# My outdoors world



## Olhomestead (Mar 3, 2021)

Hello all. I'm new so thought I'd share a bit about our world. The outdoors are a large part of my life. I moved to Alaska in 1981. Worked as a wildfire fire fighter for the summer n was hooked. Met the most wonderful lady in the world for me in 83. He built our little homestead n homeschooled our 2 . Now my most important job is hanging out with our grandkids. N teaching them about the outdoors will happen. 
We staked 20 acres of remote property. And hauled many loads of freight over several years. Eventually ending up with a 16'x24' log cabin. I can now go hang out out there. 2-3 months at a time when I can. Got 5 weeks in last moose season. Moose season is a must. Glad it lasts 5 weeks. Plenty of wolves to go around too. 
Transportation to the cabin in non frozen months is by a bush plane on floats. 185 Cessna. Land on remote uninhabited lake. Then 2 mile walk north. Great views of Denali. Just look up. In the frozen months. Trailer up the snogos n drive 1-1/2 hours. Nice scenic drive with lots of huge moose to view guaranteed. Unload n pack freight sleds. Then cruise on out to cabin. 
I've been training our grandsons Chesapeake Bay Retriever to hunt moose antlers. Can't wait to get her out there with grandkids n find some antlers. 
I could probably go on for a while. And living a lifetime ot outdoors in AK has been a real blessing. 
Remember folks take one make one !


----------



## mrghostwalker (Feb 6, 2011)

Awesome! Please share some photos with us!


----------



## Olhomestead (Mar 3, 2021)




----------



## Olhomestead (Mar 3, 2021)




----------



## Olhomestead (Mar 3, 2021)

One of my favorites


















.
Here's a few for now


----------



## Danaus29 (Sep 12, 2005)

Very nice. That track vehicle is neat, what is it?
Thanks for sharing.


----------



## Olhomestead (Mar 3, 2021)

1959 Activ snotrac . It was made in Sweden by actual craftsman. They used Volkswagen parts. Its has a 1200 cc industrial engine. Runs good. I need to slim down on the toys so going to have to let this one go.
My buggy is a 1958 or so GMC with NAPCO axles.


----------



## doc- (Jun 26, 2015)

Welcome to the forum....Now get out of here and don't come back-- You're embarrassing us posers who imagine ourselves as wild mountain men.

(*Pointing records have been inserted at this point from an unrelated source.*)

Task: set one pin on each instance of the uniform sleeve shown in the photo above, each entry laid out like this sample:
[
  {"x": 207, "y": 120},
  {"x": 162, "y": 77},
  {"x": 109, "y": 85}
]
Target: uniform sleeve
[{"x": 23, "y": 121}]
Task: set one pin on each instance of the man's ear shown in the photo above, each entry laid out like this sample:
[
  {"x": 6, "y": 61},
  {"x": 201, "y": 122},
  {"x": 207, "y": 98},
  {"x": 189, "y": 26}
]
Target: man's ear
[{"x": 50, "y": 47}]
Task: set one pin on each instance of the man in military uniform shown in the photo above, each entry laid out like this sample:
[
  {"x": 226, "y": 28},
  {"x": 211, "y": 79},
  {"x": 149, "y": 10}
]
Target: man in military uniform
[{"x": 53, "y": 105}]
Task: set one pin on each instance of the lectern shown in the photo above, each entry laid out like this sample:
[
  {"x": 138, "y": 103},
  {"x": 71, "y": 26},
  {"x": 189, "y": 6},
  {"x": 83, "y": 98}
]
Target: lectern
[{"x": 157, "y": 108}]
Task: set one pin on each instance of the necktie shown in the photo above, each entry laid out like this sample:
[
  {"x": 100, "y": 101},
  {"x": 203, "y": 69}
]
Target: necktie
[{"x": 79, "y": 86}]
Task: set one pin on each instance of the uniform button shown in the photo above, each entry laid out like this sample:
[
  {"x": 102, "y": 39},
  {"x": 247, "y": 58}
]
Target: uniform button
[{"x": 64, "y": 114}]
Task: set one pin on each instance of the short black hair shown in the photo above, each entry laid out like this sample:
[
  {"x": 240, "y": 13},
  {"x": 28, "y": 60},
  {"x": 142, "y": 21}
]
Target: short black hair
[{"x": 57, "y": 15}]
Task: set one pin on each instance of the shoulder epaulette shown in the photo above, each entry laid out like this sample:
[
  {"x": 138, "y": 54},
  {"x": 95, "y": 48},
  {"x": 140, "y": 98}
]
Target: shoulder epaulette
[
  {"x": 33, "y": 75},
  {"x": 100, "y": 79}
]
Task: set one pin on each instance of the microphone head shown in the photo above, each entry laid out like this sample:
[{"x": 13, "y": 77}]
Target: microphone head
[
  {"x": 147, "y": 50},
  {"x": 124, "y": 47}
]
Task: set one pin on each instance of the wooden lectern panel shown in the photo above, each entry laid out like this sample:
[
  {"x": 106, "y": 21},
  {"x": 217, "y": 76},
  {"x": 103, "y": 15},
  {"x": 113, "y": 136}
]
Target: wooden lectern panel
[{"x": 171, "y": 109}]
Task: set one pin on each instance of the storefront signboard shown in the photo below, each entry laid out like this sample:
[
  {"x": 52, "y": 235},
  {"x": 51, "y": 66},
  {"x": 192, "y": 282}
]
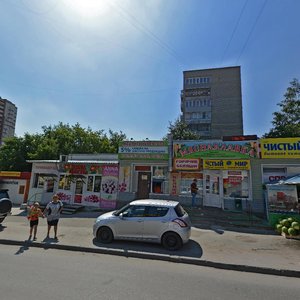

I always held my grandparents in awe. Peasant farmers in the old country, they packed it all up and migrated here a century ago, not knowing anyone here or what they were getting into...Your move in '81 was of the same caliber. Very cool.


----------



## Danaus29 (Sep 12, 2005)

doc- said:


> Welcome to the forum....Now get out of here and don't come back-- You're embarrassing us posers who imagine ourselves as wild mountain men.
> 
> I always held my grandparents in awe. Peasant farmers in the old country, they packed it all up and migrated here a century ago, not knowing anyone here or what they were getting into...Your move in '81 was of the same caliber. Very cool.


I hope the op sees that you are joking about not coming back.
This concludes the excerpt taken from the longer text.